当選商法 「当選しました」などと言い、消費者をだまし、クリックすると有料サイトに登録されてしまう。

消費者問題に直面したら

万一、消費者問題に直面した場合は、

  1. 「いつ、どこで、だれに、なにを、どうされたか」を記録し、証拠を保存すること
  2. 親もしくは先生・寮スタッフに必ず相談をすること
  3. 自分が住む自治体の消費生活センターに相談をすること(脅迫や暴行等があれば直ちに警察(電話番号:110)へ通報)
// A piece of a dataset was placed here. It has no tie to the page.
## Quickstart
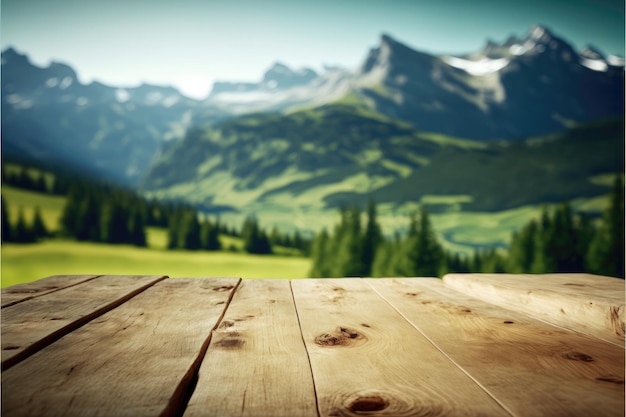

迷ったら、消費者庁が設置している「消費者ホットライン」(電話番号 188)に電話し、指示を仰ぐこと。

この講のおさえどころ

考えを深めるための論点

市来公平先生からの問い:「消費者問題が繰り返し発生するのはなぜでしょうか?また、私たちが賢い消費者になるためには、どのようなことが重要でしょうか?」

消費者問題が繰り返される背景には、 ①情報の非対称性(売り手は商品の欠点を知っているが買い手は知らない)、 ②新しい技術・サービス(インターネット、スマートフォンなど)への法整備の遅れ、 ③高齢者・子ども・外国人など「弱い立場の消費者」が狙われやすい構造などがある。 賢い消費者になるためには、「おいしい話には裏がある」という批判的思考、契約前に必ず内容を確認する習慣、困ったらすぐに相談する勇気、そして消費者ホットライン(188)の存在を知ることが重要だ。 消費者教育は公民教育の重要な柱の一つであり、中学・高校段階からの学習が不可欠とされている。